The Flying Scotsman was of course the first steam engine to officially do a ton, 100 mph. Built in 1923 for a cost of £7,944 it has recently undergone a £4.2 million restoration and now looks splendid in its British Rail green livery litres which used 50 litres of paint.


Battersby has no village green. This is the nearest there is to a centre. A wooden door serves as a notice board and there is a post box with the initials “ER” which the farmer assures me stands not for Elizabeth but Edward. The barn is shown on the 1842 Ordnance Survey map and the top floor served as a granary, again according to the farmer.
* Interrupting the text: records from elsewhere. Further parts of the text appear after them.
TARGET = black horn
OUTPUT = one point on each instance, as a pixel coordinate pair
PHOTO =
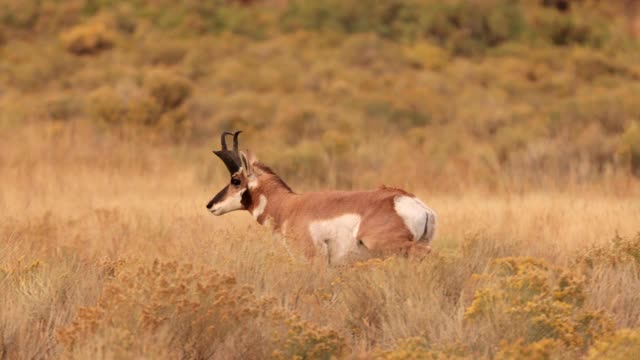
(230, 158)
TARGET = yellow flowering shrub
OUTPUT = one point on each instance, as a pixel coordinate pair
(416, 348)
(529, 299)
(623, 344)
(87, 39)
(618, 251)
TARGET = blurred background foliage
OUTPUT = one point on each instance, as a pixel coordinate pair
(332, 92)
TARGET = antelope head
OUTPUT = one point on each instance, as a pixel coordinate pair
(234, 196)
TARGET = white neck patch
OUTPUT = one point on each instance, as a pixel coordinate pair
(258, 210)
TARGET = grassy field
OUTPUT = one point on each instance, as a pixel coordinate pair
(517, 121)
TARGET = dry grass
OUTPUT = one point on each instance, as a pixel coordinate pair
(83, 214)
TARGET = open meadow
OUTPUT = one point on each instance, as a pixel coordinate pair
(518, 122)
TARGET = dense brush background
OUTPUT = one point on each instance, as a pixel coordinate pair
(517, 121)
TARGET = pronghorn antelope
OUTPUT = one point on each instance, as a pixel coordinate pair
(340, 225)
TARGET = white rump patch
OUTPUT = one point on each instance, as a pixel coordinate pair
(336, 237)
(418, 217)
(258, 210)
(231, 203)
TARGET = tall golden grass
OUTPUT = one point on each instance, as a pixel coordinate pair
(107, 251)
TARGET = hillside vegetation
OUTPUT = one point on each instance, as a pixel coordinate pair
(517, 121)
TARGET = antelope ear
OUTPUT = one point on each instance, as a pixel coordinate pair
(247, 162)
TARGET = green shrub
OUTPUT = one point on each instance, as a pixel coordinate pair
(168, 89)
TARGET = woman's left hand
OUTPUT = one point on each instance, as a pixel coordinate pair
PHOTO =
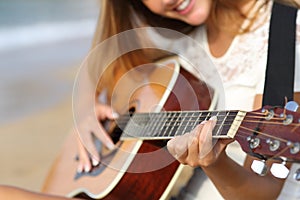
(198, 148)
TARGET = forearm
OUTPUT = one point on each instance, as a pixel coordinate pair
(236, 182)
(13, 193)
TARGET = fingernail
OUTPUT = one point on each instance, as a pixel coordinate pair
(80, 168)
(213, 118)
(110, 146)
(115, 115)
(203, 122)
(95, 162)
(87, 168)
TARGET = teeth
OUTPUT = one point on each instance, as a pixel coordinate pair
(183, 5)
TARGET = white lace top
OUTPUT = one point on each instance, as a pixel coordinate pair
(242, 75)
(242, 68)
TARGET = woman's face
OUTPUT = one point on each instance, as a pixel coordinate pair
(193, 12)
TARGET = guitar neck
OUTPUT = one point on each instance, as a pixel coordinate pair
(166, 125)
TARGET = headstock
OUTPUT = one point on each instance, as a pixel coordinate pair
(271, 133)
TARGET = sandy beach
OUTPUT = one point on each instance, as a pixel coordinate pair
(30, 145)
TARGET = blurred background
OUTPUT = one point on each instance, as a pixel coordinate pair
(42, 44)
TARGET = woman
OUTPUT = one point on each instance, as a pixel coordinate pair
(228, 34)
(224, 23)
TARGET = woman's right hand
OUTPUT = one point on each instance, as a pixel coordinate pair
(88, 154)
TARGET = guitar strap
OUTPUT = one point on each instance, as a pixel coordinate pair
(279, 82)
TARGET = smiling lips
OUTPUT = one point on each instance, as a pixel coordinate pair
(184, 7)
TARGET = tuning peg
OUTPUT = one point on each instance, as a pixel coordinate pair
(291, 106)
(297, 175)
(259, 167)
(279, 170)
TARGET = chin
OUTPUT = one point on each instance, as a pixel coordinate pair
(197, 19)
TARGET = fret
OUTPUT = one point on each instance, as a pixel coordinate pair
(219, 126)
(194, 122)
(175, 124)
(166, 124)
(169, 124)
(184, 123)
(157, 123)
(149, 129)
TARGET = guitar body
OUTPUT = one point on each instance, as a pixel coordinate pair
(137, 169)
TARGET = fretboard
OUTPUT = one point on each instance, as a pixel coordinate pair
(166, 125)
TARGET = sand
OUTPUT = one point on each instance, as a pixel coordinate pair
(29, 146)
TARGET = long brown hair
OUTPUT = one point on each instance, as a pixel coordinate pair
(117, 16)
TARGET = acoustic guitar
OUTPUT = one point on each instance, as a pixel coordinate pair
(165, 101)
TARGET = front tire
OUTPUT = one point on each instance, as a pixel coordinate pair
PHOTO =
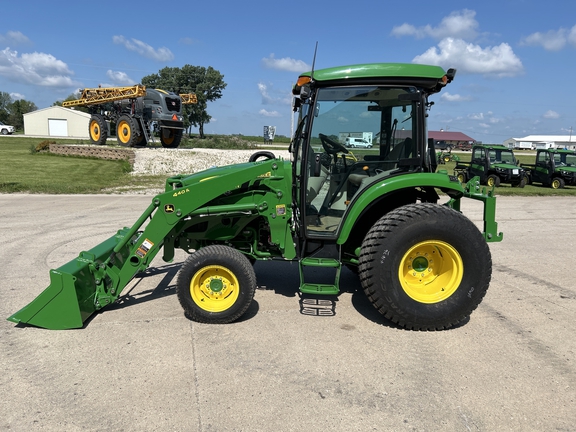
(216, 285)
(493, 180)
(98, 129)
(127, 131)
(425, 266)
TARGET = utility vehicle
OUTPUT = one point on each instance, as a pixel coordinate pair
(553, 167)
(493, 164)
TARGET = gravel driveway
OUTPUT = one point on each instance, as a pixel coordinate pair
(158, 161)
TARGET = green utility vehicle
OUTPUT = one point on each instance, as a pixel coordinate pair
(554, 167)
(494, 164)
(421, 262)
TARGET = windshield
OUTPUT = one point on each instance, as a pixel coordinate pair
(502, 156)
(367, 116)
(565, 159)
(355, 135)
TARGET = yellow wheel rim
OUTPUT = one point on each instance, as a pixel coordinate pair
(95, 131)
(431, 271)
(214, 288)
(124, 132)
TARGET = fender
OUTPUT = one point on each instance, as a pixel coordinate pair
(373, 190)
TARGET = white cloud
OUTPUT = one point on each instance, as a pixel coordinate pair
(449, 97)
(285, 64)
(551, 114)
(120, 78)
(269, 113)
(14, 38)
(470, 58)
(459, 24)
(269, 99)
(552, 40)
(188, 41)
(35, 68)
(161, 54)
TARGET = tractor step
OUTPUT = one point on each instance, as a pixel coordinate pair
(327, 289)
(308, 287)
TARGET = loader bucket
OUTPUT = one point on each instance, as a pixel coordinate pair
(70, 298)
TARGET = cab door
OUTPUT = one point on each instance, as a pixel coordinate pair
(478, 165)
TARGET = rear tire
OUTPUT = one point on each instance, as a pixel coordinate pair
(98, 129)
(216, 285)
(170, 138)
(425, 266)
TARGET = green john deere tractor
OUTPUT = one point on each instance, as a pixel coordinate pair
(421, 262)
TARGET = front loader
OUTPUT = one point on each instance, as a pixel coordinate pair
(385, 214)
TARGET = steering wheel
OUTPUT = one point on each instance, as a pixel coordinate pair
(331, 146)
(262, 153)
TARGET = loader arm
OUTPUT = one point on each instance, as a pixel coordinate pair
(96, 278)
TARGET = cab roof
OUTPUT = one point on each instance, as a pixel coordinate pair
(431, 78)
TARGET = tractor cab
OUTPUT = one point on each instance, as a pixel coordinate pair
(329, 176)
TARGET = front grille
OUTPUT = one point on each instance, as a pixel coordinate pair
(173, 104)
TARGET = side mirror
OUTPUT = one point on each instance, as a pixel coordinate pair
(317, 166)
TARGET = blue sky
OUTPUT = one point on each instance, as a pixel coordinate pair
(516, 59)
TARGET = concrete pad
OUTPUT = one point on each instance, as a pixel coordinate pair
(141, 365)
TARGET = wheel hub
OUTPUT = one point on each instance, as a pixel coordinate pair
(431, 271)
(214, 288)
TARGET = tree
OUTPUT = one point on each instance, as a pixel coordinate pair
(206, 83)
(17, 110)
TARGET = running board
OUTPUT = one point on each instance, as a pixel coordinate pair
(320, 288)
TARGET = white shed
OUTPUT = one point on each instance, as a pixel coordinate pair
(542, 141)
(58, 122)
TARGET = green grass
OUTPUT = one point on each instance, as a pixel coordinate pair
(25, 171)
(22, 170)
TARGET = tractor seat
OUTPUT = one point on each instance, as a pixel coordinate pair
(356, 179)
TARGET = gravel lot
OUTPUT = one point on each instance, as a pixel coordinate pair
(158, 161)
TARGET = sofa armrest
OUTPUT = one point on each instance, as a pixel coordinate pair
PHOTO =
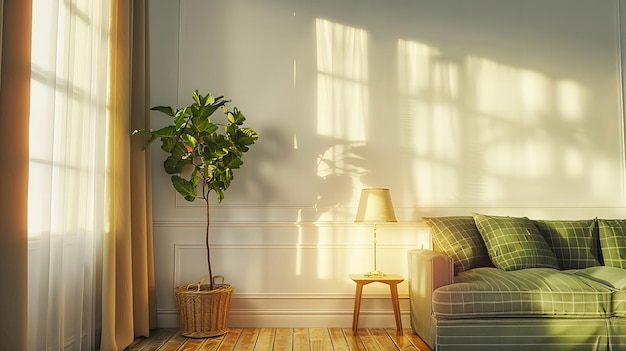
(428, 270)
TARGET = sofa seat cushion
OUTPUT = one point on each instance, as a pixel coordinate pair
(492, 292)
(614, 278)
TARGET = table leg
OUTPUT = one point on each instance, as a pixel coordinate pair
(357, 306)
(396, 307)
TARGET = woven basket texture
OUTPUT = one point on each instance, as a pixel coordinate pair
(203, 313)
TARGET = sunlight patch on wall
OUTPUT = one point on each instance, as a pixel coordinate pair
(342, 91)
(568, 92)
(429, 86)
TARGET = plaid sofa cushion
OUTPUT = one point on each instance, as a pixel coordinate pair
(613, 242)
(458, 237)
(614, 278)
(492, 292)
(574, 243)
(514, 243)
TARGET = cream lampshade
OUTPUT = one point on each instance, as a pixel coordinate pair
(375, 207)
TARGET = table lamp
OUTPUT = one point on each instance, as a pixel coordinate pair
(375, 207)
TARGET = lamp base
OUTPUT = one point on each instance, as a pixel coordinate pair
(375, 273)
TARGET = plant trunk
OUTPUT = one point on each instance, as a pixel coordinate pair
(206, 242)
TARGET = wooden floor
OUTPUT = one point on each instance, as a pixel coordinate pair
(284, 339)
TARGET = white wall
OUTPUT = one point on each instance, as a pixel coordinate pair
(500, 107)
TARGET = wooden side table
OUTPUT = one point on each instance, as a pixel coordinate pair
(390, 279)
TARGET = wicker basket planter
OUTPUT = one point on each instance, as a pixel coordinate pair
(203, 313)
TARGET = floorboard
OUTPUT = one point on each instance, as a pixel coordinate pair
(285, 339)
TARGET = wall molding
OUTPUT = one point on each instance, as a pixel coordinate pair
(298, 318)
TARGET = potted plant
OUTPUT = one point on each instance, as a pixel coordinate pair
(202, 154)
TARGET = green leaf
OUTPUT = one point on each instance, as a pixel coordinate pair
(238, 117)
(164, 109)
(175, 165)
(232, 161)
(165, 132)
(189, 140)
(210, 100)
(196, 97)
(179, 119)
(184, 187)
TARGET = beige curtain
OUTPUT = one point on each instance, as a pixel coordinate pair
(129, 304)
(14, 111)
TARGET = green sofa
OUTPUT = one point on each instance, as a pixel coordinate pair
(511, 283)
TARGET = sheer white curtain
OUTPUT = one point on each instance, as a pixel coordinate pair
(67, 200)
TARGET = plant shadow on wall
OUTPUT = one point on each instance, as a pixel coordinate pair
(202, 156)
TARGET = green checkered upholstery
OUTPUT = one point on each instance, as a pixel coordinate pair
(613, 277)
(458, 237)
(574, 243)
(491, 292)
(613, 242)
(514, 243)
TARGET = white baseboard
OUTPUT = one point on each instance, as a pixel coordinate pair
(240, 318)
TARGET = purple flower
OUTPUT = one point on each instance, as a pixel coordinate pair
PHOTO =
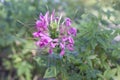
(71, 41)
(68, 22)
(62, 46)
(70, 47)
(62, 52)
(63, 40)
(41, 25)
(51, 50)
(72, 31)
(36, 34)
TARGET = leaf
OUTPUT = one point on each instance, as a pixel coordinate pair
(50, 72)
(92, 57)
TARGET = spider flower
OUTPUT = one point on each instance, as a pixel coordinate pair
(54, 33)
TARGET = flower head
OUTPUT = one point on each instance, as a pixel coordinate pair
(54, 33)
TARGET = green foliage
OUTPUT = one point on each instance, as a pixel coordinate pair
(96, 55)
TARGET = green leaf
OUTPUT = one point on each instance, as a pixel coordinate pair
(50, 72)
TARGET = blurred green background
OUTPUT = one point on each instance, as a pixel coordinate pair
(97, 44)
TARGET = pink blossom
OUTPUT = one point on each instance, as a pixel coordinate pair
(68, 22)
(63, 40)
(71, 40)
(62, 52)
(70, 47)
(72, 31)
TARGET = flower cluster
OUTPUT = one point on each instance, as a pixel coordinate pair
(53, 33)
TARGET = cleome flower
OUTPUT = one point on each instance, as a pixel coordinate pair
(55, 34)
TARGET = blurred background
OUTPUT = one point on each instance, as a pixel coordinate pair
(17, 49)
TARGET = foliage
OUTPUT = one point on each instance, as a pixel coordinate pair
(96, 55)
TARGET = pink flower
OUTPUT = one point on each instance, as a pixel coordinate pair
(71, 41)
(64, 37)
(72, 31)
(51, 50)
(62, 52)
(68, 22)
(36, 34)
(70, 47)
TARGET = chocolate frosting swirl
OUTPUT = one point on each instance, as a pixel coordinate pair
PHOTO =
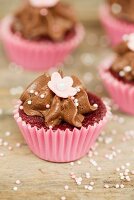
(123, 9)
(39, 100)
(123, 65)
(52, 23)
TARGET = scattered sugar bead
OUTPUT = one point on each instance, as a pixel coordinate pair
(106, 186)
(7, 133)
(66, 187)
(29, 102)
(47, 106)
(72, 98)
(75, 100)
(15, 188)
(42, 96)
(72, 163)
(10, 148)
(87, 175)
(128, 178)
(18, 182)
(76, 104)
(99, 169)
(121, 186)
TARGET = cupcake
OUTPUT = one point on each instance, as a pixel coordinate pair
(117, 17)
(41, 34)
(118, 74)
(58, 118)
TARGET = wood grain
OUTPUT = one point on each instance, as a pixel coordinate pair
(41, 180)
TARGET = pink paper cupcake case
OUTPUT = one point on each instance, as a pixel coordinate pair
(114, 28)
(60, 146)
(37, 55)
(121, 93)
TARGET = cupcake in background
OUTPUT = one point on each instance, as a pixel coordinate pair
(59, 119)
(118, 74)
(117, 17)
(41, 34)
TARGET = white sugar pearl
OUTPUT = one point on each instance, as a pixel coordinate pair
(63, 198)
(116, 8)
(47, 106)
(31, 91)
(117, 186)
(66, 187)
(90, 187)
(29, 102)
(121, 186)
(42, 96)
(106, 186)
(17, 182)
(21, 107)
(121, 73)
(95, 105)
(127, 69)
(15, 188)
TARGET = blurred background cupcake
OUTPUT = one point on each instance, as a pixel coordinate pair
(41, 34)
(59, 119)
(117, 17)
(118, 75)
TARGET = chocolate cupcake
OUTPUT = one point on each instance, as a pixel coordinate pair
(59, 119)
(117, 18)
(118, 74)
(41, 34)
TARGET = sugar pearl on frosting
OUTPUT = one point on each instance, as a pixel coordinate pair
(43, 11)
(47, 106)
(31, 91)
(127, 69)
(95, 105)
(42, 96)
(29, 102)
(116, 8)
(121, 73)
(21, 107)
(75, 100)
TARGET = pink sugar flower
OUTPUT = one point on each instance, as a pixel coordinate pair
(62, 87)
(130, 41)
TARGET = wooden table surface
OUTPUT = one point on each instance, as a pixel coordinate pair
(41, 180)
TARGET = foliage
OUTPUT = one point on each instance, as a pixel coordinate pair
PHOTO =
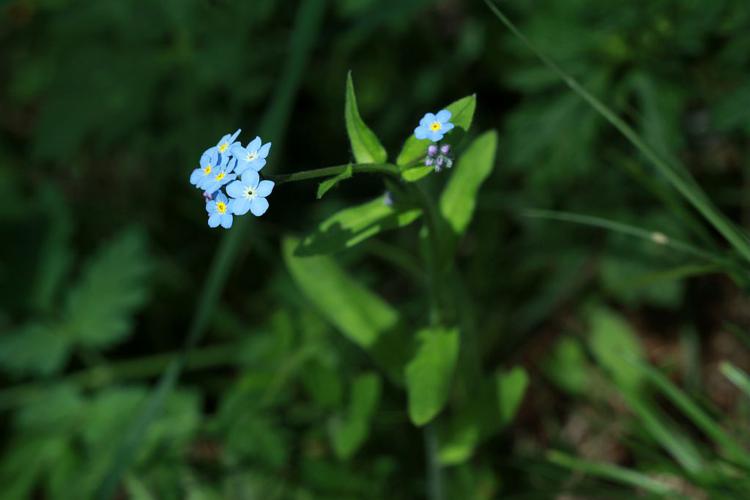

Referred to as Badresbi in the Domesday Book, Battersby’s sole claim to fame is that the prolific 20c historian and novelist John Fairfax-Blakeborough once lived there at the Old Hall. If it were in a city there would be a blue plaque.

Lady Mary’s Seat

Located near a muddy forest track in Battersby Plantation this seat has been carved out of a large boulder. It is inscribed “LADY MARY ROSS 1837”. The area must have changed considerably since the seat was carved. In 1837 there would have been no forestry plantation. Instead a wood called Park Plantation with views overlooking Ingleby Manor. Lady Mary Ross was the mother of Mary Foulis of Ingleby Manor and the wife of Sir Charles Lockhart-Ross 7th Baronet and although their family estate was at Balnagowan in Ross-shire, she must have been a frequent visitor to Ingleby. This was said to be her favourite walk. Lady Mary Ross died in 1842.